I have Polycystic Ovary Syndrome. And she said the numbers are also pointing to Graves' Disease, but I need to see an endocrinologist to find out for sure. There is a thyroid disorder, but she couldn't tell specifically which one based on the blood work alone. But it's nothing life threatening.
I'm relieved, but I'm also angry. Because for 10 years I've been in and out of doctors and therapists offices trying to figure out what was wrong. All the physical symptoms - insomnia, shaking hands, extreme sweating, diarrhea, heart palpitations - as well as all the mental, like my anxiety and depression and mania, there's been a reason this whole time. And no one ever found it. No one ever even thought to check why my periods were so bad and debilitating. No one ever thought to wonder why all the symptoms lined up, mental and physical. Instead they put me on birth control and wanted to stick me in a mental institution because anti-depressants weren't helping me.
I feel like I wasted 10 years of my life. 10 years, ruined and gone and me thinking I was crazy and sick and dying and nothing would help. What would have happened if I had known about this earlier? I guess it doesn't matter now.

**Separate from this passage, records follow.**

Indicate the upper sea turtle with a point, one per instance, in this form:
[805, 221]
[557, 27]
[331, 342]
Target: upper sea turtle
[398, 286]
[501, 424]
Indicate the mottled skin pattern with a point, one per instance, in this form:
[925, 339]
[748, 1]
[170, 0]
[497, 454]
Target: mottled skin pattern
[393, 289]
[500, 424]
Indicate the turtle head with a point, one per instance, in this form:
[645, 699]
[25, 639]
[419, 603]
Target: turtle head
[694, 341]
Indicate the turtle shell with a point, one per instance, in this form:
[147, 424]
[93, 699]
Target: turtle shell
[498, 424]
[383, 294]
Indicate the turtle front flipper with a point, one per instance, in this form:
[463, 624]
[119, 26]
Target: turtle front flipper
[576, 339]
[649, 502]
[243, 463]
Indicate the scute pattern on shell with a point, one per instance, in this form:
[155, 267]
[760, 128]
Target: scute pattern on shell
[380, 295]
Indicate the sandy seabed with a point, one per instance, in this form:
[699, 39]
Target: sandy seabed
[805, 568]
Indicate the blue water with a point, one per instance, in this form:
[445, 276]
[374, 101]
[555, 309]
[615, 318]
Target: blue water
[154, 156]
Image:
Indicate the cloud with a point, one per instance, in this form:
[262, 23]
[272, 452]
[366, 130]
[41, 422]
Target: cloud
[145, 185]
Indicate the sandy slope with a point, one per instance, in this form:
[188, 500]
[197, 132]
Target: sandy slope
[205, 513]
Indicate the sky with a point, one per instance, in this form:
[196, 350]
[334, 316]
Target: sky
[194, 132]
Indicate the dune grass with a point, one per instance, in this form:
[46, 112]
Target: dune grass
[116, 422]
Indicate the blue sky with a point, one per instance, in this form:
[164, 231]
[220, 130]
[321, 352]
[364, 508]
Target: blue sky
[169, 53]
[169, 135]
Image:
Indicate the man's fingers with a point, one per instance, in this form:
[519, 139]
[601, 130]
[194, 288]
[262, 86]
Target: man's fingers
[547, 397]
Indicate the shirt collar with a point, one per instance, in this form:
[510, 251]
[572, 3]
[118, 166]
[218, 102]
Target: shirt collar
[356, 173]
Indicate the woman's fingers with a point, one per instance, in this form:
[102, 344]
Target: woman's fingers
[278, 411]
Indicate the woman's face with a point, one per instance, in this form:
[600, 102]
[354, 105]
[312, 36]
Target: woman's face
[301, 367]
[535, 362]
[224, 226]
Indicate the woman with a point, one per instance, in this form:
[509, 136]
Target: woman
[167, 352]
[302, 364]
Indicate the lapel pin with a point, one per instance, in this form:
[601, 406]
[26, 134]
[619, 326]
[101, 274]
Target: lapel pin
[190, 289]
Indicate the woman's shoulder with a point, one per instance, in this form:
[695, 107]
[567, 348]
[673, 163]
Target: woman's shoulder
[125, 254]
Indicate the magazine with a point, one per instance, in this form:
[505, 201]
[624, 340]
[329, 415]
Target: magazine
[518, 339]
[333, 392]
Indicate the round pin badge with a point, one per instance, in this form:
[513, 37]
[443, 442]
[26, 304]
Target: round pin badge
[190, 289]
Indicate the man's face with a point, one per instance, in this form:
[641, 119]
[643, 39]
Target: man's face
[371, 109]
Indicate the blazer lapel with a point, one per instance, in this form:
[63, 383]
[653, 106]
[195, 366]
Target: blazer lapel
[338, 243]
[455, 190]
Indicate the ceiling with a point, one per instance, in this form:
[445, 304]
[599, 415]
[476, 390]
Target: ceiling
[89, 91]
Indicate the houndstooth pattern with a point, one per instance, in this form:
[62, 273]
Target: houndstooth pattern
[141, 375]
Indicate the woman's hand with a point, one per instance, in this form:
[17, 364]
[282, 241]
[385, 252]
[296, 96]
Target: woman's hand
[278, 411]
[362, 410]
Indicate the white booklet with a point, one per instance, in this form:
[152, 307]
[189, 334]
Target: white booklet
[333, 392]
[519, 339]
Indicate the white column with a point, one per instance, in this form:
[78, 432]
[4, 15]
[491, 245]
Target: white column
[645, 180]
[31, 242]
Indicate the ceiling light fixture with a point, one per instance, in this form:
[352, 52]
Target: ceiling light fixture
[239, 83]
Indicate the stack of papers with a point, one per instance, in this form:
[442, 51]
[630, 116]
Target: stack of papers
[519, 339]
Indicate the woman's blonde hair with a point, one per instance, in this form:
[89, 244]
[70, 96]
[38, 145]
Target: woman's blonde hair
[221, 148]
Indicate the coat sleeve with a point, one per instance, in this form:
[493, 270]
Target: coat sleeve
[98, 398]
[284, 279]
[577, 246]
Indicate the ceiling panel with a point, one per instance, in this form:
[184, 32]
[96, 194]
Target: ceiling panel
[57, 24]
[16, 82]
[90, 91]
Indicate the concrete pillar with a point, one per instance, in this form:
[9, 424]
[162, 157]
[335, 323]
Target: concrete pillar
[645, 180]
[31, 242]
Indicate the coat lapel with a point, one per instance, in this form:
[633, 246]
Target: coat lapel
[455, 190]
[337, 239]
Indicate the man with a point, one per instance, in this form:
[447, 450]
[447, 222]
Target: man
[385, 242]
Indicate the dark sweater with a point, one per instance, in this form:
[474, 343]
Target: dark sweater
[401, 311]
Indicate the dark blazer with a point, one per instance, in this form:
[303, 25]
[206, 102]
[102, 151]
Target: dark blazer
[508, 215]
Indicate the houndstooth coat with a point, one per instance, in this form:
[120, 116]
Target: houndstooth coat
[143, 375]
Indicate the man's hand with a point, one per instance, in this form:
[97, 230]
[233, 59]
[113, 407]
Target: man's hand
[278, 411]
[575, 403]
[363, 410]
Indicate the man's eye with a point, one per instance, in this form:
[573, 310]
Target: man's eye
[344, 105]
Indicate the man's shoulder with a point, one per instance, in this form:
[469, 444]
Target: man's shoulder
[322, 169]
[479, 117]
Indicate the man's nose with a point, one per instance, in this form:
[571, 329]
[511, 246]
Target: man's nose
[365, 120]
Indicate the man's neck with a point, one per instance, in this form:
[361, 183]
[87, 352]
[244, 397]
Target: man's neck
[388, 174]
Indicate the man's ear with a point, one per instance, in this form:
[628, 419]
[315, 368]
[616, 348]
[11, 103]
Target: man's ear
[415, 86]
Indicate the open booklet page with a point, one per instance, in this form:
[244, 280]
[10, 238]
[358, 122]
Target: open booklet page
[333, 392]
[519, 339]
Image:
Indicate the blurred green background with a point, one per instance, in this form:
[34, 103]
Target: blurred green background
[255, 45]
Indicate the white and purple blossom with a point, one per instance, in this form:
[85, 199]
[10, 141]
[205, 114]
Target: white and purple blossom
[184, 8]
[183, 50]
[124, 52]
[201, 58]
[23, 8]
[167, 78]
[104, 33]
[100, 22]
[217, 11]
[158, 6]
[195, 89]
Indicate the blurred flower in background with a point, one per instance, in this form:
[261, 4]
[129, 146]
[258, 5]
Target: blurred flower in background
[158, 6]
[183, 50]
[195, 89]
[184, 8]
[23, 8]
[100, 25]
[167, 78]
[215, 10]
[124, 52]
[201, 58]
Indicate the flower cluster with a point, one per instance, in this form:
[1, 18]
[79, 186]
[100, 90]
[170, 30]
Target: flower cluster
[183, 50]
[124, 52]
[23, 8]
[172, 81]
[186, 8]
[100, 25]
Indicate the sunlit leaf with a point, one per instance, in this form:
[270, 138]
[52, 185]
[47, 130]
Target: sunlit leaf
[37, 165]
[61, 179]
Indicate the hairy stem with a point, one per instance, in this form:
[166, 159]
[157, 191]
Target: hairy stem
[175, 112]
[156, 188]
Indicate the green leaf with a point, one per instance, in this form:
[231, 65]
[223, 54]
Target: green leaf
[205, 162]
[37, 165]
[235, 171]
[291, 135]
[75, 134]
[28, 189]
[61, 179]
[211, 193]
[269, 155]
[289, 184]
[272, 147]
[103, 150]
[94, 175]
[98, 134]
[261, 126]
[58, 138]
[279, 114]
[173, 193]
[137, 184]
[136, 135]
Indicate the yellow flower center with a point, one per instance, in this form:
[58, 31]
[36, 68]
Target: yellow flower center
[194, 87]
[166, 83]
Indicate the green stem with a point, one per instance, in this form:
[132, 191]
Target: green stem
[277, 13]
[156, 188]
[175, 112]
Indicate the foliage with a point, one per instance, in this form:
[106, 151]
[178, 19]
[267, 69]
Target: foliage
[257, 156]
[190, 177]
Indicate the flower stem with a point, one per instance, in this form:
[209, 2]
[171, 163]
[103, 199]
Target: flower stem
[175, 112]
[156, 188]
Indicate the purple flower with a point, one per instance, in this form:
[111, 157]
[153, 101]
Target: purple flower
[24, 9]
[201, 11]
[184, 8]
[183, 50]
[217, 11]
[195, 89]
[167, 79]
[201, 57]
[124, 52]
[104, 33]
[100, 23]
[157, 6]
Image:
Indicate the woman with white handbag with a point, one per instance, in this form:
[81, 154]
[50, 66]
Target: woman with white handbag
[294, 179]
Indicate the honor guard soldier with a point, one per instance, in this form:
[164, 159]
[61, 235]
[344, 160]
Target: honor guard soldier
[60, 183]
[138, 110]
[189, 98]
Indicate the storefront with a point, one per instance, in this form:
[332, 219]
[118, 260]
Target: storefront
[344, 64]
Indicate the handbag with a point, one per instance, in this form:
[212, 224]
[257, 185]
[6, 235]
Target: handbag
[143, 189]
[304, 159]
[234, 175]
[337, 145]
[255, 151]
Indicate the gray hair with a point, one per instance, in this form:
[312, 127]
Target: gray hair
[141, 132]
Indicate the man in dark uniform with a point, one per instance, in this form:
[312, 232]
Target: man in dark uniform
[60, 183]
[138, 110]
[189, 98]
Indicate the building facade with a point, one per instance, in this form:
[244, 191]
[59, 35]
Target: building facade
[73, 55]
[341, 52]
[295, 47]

*Sigh. But...I'm not crazy. I was never crazy. I wasn't imagining things this whole time. My brain is ok. I can fix this now. That much is good, right?
But something else is going on. For my whole life I was essentially taught not to be angry and to forgive people and let things go. But I am angry. And while I don't want to harp on it, I don't want to let it go. I want to feel it, I want to feel something. But it's so much and I don't know what to do with it.